Era dia de entrega. Apesar da idade avançada, gostava de fazer pessoalmente. Gostava sobretudo de entregar sapatos para noivos.

O casal de hoje conhecia desde criança e, se não estava enganado, havia comparecido ao batizado de um deles. 

Ernest Shoeman era um homenzarrão, apesar da idade, uma presença marcante. O tempo tinha lhe curvado a coluna, as mãos endureceram com o ofício e para enxergar coisas miúdas, só com os óculos na ponta do nariz, que usava sempre. 

Aquela altura da vida, e tendo visto tantas idas e vindas, se sentia à vontade e obrigado a dar um conselho ou dois. 

Fazia dos seus sapatos metáfora, gostava de dizer aos noivos que se sentia honrado em participar desse passo tão importante e complementava dizendo que aqueles sapatos tão especiais deveriam circular o mundo. Dito isso pedia para que um dos empregados trouxesse os sapatos. E ali fazia a entrega formal. 

Hoje o encarregado era o Eustáquio. Lembrou do dia em que o havia selecionado entre vários jovens. Após checadas as habilidades manuais, ele costumava fazer uma pergunta.

Perguntava o que o jovem gostava de fazer, a maioria dizia que gostava de fazer sapatos, Eustáquio falou que gostava de ler e ao ver um sapato pensava nos caminhos que percorreria. Eustáquio enxergava além… contratou.

Ernest estava nesse ofício há gerações, a arte de fazer sapatos vinha desde antes do seu bisavô, talvez o primeiro shoeman, a partir dali criou-se uma dinastia de sapateiros. 

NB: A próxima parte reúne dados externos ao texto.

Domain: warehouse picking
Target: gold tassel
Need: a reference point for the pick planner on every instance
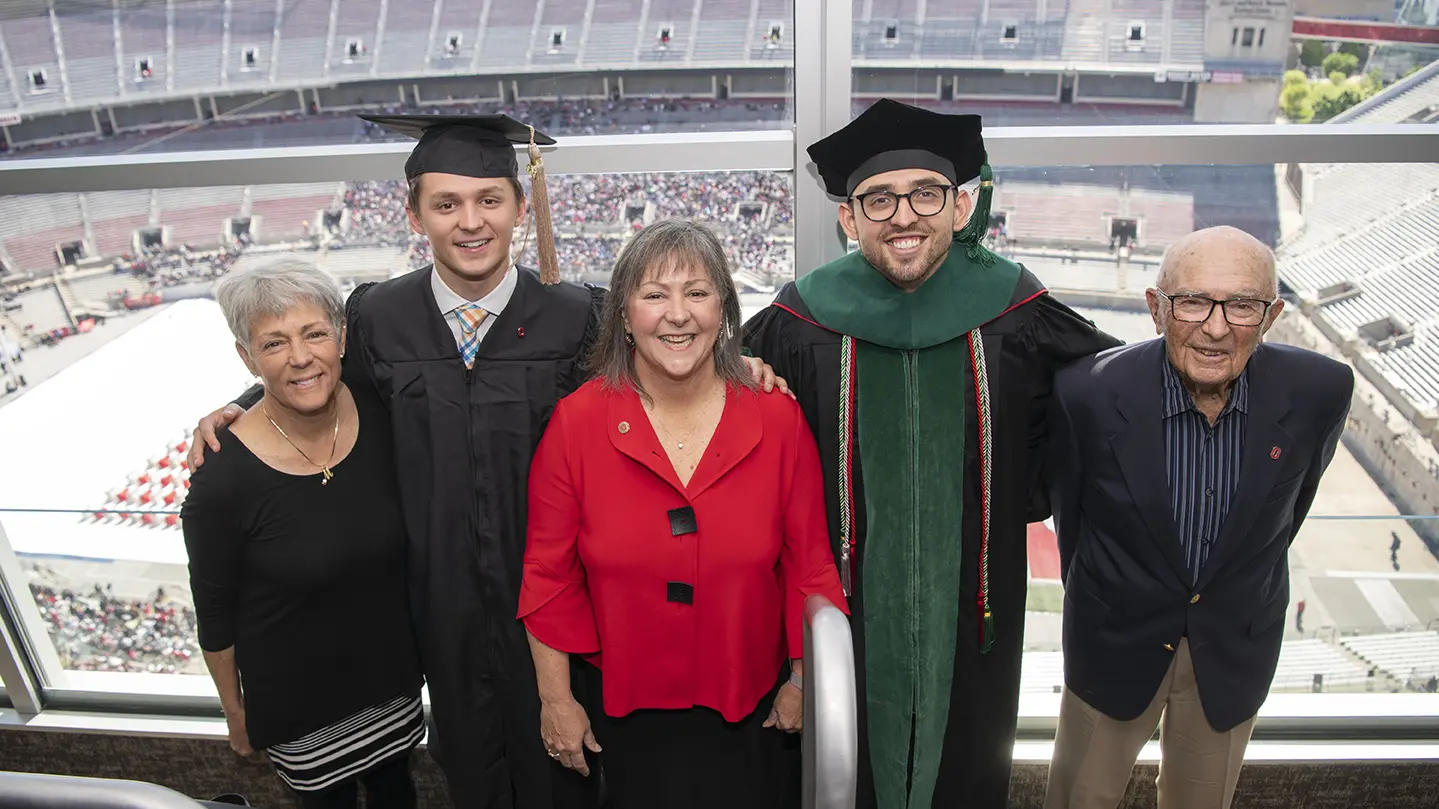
(540, 210)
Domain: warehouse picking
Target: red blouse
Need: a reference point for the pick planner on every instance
(688, 608)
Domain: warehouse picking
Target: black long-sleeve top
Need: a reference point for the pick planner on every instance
(305, 580)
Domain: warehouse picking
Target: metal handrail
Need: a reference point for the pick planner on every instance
(30, 791)
(831, 744)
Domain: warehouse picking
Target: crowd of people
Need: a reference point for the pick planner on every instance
(98, 631)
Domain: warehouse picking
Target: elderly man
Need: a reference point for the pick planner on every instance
(1180, 471)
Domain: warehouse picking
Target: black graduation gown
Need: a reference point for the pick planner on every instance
(1022, 347)
(464, 441)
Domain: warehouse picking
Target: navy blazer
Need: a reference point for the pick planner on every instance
(1127, 590)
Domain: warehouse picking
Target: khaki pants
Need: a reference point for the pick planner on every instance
(1094, 755)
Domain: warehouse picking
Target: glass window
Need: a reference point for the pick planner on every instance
(100, 543)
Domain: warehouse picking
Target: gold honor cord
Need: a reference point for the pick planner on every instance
(324, 468)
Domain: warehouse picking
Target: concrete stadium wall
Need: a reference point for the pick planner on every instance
(1382, 10)
(678, 84)
(258, 104)
(898, 84)
(572, 85)
(1393, 451)
(360, 94)
(1249, 102)
(159, 114)
(989, 84)
(759, 84)
(1128, 88)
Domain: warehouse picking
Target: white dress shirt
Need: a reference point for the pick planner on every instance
(495, 303)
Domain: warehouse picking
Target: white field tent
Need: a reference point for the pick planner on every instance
(84, 432)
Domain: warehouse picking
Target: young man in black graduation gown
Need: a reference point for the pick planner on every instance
(923, 363)
(469, 393)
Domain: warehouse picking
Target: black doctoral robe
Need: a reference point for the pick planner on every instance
(462, 444)
(1022, 347)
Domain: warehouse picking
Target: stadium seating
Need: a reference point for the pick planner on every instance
(302, 36)
(1043, 672)
(1187, 32)
(143, 36)
(615, 33)
(89, 55)
(406, 38)
(226, 46)
(114, 219)
(1300, 661)
(1403, 655)
(29, 41)
(199, 39)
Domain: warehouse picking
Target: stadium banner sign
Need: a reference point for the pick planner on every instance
(1258, 9)
(1200, 77)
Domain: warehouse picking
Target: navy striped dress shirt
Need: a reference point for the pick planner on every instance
(1202, 462)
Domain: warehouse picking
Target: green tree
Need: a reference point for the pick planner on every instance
(1354, 49)
(1295, 104)
(1372, 82)
(1313, 53)
(1346, 64)
(1331, 104)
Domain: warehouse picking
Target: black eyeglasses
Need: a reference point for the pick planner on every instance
(1197, 308)
(925, 200)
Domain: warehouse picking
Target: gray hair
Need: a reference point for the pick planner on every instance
(668, 242)
(1192, 243)
(274, 290)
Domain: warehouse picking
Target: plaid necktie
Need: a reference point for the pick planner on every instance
(469, 317)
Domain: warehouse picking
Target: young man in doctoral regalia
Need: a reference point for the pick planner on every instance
(471, 356)
(923, 363)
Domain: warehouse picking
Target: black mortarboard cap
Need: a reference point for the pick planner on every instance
(892, 136)
(469, 146)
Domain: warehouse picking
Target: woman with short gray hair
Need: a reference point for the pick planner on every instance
(677, 526)
(298, 553)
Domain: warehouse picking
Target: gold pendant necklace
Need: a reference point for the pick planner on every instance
(679, 442)
(324, 468)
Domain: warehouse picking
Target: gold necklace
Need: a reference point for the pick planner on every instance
(324, 468)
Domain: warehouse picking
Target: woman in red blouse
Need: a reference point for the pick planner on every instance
(677, 526)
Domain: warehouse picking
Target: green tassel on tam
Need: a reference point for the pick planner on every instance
(977, 226)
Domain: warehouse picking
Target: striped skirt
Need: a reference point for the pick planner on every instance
(351, 746)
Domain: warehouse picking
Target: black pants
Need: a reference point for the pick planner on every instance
(386, 786)
(694, 759)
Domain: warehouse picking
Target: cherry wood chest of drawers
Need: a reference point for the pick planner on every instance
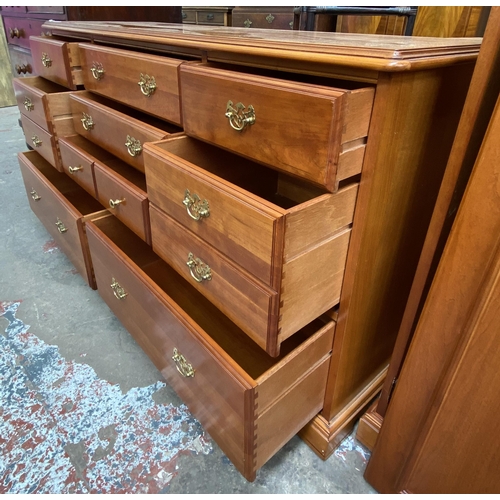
(259, 205)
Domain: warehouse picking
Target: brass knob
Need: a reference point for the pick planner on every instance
(60, 226)
(198, 269)
(134, 146)
(87, 121)
(195, 208)
(28, 104)
(97, 70)
(46, 60)
(183, 367)
(115, 203)
(238, 117)
(147, 84)
(118, 290)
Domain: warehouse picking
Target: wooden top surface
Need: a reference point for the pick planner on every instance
(377, 52)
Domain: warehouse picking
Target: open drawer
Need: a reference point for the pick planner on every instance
(63, 207)
(276, 248)
(250, 403)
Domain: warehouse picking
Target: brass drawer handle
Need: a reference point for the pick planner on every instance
(97, 70)
(198, 269)
(74, 170)
(60, 226)
(134, 147)
(87, 121)
(183, 367)
(28, 104)
(195, 207)
(147, 84)
(238, 117)
(46, 60)
(115, 203)
(118, 290)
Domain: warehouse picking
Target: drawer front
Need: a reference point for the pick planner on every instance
(264, 20)
(19, 30)
(119, 134)
(59, 217)
(143, 81)
(216, 394)
(287, 126)
(236, 224)
(189, 16)
(30, 102)
(21, 61)
(41, 141)
(207, 17)
(248, 304)
(78, 166)
(57, 61)
(124, 200)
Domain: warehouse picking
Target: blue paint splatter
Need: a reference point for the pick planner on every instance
(64, 430)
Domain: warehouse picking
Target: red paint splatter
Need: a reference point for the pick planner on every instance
(50, 246)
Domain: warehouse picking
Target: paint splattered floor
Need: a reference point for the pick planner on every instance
(83, 410)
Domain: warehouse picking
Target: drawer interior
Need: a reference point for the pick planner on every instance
(237, 345)
(75, 194)
(259, 180)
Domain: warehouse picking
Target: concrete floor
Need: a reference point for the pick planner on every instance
(83, 409)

Os tempos modernos fizeram com que o negócio quase falisse, viu concorrentes fechando as portas e artesãos virando operários. A sua resposta à crise foi manter a qualidade e fazer dos clientes amigos. Assim vinha tocando o barco. 

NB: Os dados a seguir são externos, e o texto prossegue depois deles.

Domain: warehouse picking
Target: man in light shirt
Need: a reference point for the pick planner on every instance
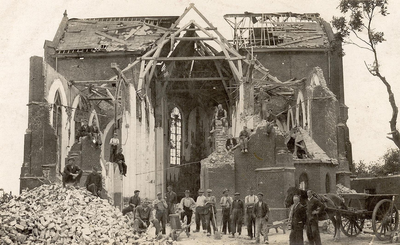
(225, 203)
(210, 202)
(249, 202)
(187, 204)
(200, 203)
(161, 207)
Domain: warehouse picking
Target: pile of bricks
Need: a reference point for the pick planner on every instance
(51, 214)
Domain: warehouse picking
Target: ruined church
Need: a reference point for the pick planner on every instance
(154, 83)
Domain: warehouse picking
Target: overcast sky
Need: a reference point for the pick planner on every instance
(27, 24)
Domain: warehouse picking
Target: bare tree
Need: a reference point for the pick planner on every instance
(356, 21)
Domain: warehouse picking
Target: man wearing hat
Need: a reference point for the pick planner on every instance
(161, 207)
(114, 143)
(72, 173)
(134, 201)
(249, 202)
(143, 217)
(93, 182)
(261, 212)
(237, 212)
(210, 202)
(188, 204)
(171, 199)
(84, 130)
(200, 211)
(226, 202)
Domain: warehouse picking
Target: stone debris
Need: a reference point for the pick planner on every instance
(341, 189)
(51, 214)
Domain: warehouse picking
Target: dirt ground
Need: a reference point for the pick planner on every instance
(274, 238)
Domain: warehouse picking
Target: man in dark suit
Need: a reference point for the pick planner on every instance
(93, 182)
(72, 173)
(237, 213)
(314, 208)
(230, 143)
(297, 219)
(261, 213)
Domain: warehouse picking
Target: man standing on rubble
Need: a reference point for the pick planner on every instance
(314, 208)
(114, 143)
(143, 218)
(161, 207)
(244, 138)
(226, 202)
(200, 211)
(187, 204)
(261, 212)
(72, 173)
(93, 182)
(210, 202)
(134, 201)
(249, 202)
(237, 212)
(171, 199)
(120, 160)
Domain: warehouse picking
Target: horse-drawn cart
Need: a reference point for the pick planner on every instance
(379, 208)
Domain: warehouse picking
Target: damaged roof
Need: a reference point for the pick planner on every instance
(133, 34)
(280, 30)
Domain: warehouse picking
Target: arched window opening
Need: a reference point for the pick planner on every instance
(57, 119)
(327, 183)
(303, 181)
(175, 136)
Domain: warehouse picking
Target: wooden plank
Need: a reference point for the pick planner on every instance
(194, 79)
(184, 58)
(194, 38)
(111, 37)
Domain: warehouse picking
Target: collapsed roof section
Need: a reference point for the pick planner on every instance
(130, 34)
(279, 30)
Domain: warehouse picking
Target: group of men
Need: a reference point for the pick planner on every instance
(233, 212)
(143, 211)
(301, 216)
(72, 174)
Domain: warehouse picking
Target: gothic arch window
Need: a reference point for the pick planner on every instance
(175, 136)
(327, 183)
(57, 125)
(303, 181)
(301, 121)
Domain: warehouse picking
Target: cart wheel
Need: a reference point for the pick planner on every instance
(384, 220)
(352, 224)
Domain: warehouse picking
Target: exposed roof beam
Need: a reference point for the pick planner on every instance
(185, 58)
(184, 79)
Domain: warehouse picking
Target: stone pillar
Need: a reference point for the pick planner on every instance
(219, 137)
(273, 182)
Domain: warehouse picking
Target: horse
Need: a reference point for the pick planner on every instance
(332, 201)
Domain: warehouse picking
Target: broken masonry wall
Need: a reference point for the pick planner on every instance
(94, 67)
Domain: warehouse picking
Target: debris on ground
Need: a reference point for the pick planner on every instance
(341, 189)
(51, 214)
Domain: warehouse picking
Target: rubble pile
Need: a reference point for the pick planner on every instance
(50, 214)
(341, 189)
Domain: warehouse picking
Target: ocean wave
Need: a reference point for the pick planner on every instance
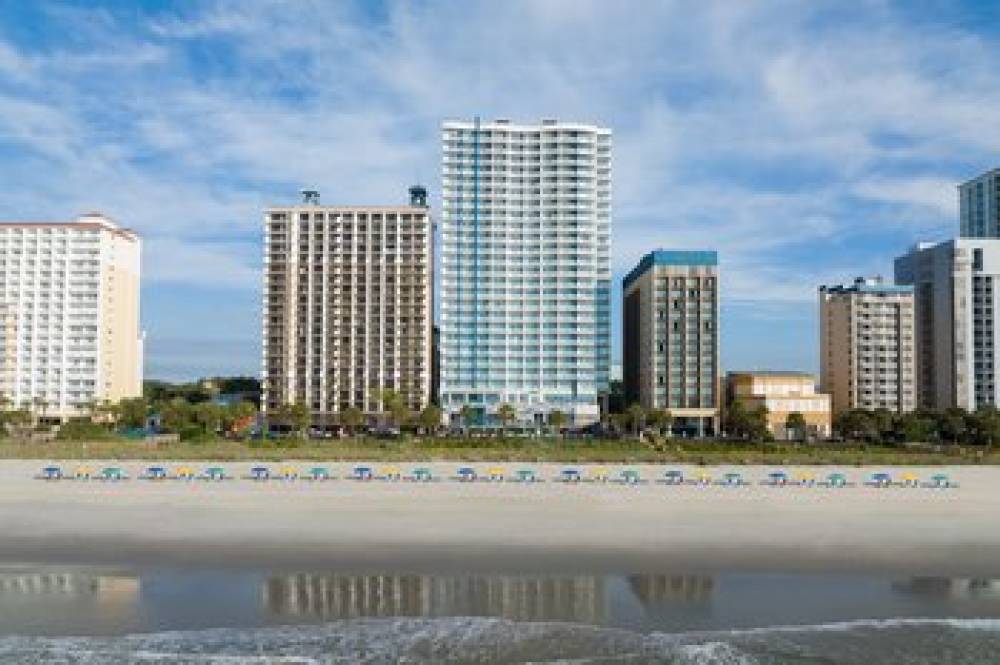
(489, 640)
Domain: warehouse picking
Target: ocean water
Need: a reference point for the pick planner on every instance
(98, 616)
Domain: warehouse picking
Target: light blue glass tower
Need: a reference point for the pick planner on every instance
(525, 277)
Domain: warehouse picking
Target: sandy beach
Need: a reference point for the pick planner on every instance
(504, 526)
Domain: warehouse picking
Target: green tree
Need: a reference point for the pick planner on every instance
(430, 419)
(558, 420)
(795, 426)
(506, 414)
(467, 415)
(351, 419)
(660, 419)
(394, 406)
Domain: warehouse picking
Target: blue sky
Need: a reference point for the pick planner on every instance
(808, 141)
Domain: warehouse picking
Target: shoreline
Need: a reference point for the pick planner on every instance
(505, 527)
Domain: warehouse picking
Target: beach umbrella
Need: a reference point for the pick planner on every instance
(630, 476)
(837, 480)
(112, 473)
(421, 473)
(260, 473)
(570, 475)
(941, 480)
(51, 473)
(599, 474)
(674, 477)
(319, 473)
(526, 476)
(214, 473)
(155, 473)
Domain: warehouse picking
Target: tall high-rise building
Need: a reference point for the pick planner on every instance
(670, 334)
(956, 284)
(348, 308)
(867, 357)
(69, 304)
(979, 206)
(525, 270)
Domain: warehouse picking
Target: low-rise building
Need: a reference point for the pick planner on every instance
(782, 394)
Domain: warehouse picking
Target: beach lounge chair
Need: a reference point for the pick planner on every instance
(599, 474)
(421, 474)
(570, 476)
(525, 476)
(941, 481)
(777, 479)
(260, 473)
(362, 473)
(318, 473)
(51, 473)
(630, 477)
(836, 480)
(154, 473)
(805, 479)
(880, 480)
(732, 479)
(673, 477)
(113, 473)
(214, 473)
(184, 473)
(702, 478)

Muitas vezes na varanda de casa gostava de lembrar do processo da confecção de um sapato sob medida. Fazia para não esquecer nenhum detalhe. 

Nesses cochilos,  criava um sapato mentalmente. Ia das medidas até a entrega, uma viagem por um mundo conhecido. Revia cada detalhe e com isso esquecia do mundo e dos problemas. Desses devaneios brotavam ideias, sobre calçados e caminhos.

4 comentários

  1. Reconheci o sr. Ernesto!
    nao só fazia a gente rodar o mundo com seus sapatos um tanto mais espaçosos para abrir
    a minha joanete… como, nos casamentos, a chatura de ficar em pé no altar, era aliviada pela
    ponta do sapato, arredondada para nao encravar as unhas.
    Muito lindo. O andar é caminho. Tem que ser percorrido com amor ao próximo, como costurava sr Ernesto e Eustáquio.

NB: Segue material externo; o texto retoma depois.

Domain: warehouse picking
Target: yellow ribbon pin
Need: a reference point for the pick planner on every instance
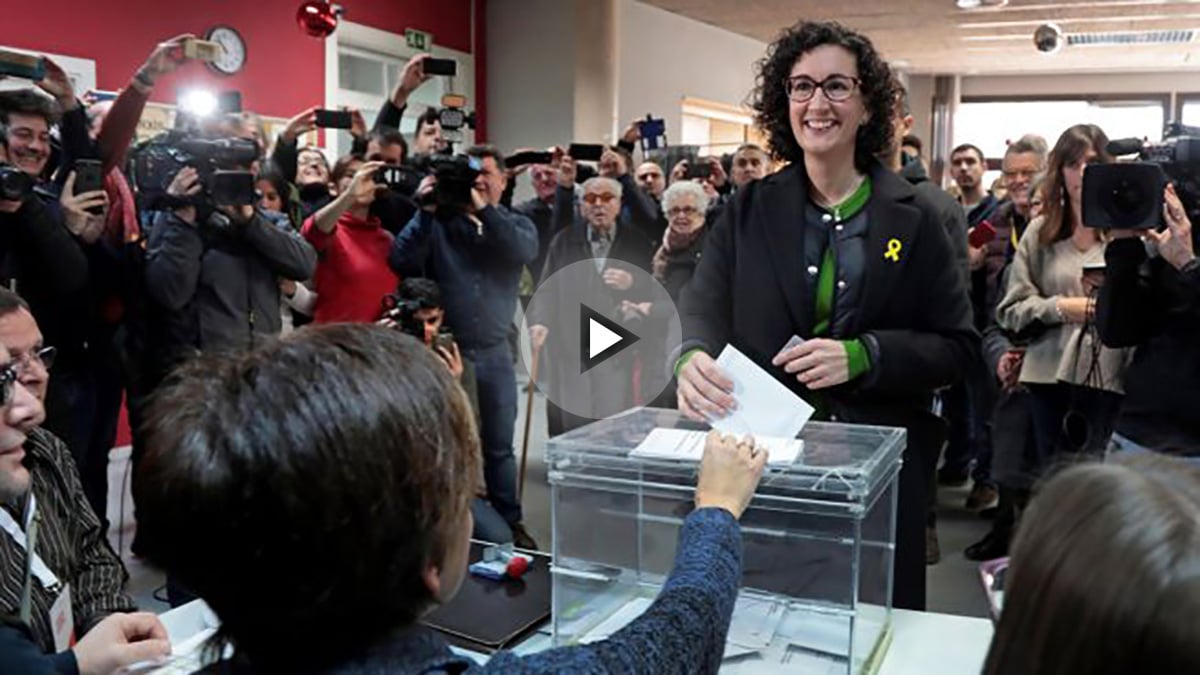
(893, 250)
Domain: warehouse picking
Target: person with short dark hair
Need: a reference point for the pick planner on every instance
(1103, 574)
(352, 276)
(375, 493)
(838, 250)
(477, 255)
(425, 293)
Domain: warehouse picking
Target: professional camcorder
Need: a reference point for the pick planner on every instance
(220, 163)
(1129, 195)
(15, 184)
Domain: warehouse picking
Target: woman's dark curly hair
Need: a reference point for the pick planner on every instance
(771, 103)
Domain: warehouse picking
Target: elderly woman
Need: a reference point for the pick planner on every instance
(837, 250)
(684, 204)
(605, 285)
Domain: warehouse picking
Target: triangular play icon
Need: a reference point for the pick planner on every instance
(600, 338)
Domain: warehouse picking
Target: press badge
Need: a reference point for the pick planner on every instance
(63, 621)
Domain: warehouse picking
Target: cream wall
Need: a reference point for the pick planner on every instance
(664, 57)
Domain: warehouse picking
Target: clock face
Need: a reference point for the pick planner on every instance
(234, 55)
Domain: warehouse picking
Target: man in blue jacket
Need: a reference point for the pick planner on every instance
(475, 256)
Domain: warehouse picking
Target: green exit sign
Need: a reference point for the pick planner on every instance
(418, 40)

  2. Pena que não conheci o sr Ernesto, sensível à importância que os sapatos têm na vida de todos, principalmente na de nós mulheres, eternas sofredoras dos saltos altos.

  3. Prezado, Leonardo. Seu texto é muito afetuoso, e também uma homenagem a todos os sapateiros. Essa é uma profissão que está caminhando para a extinção, assim como os alfaiates. São admiráveis esses profissionais meticulosos e abnegados em agradar aos seus fieis clientes ( ou fregueses). Parabéns!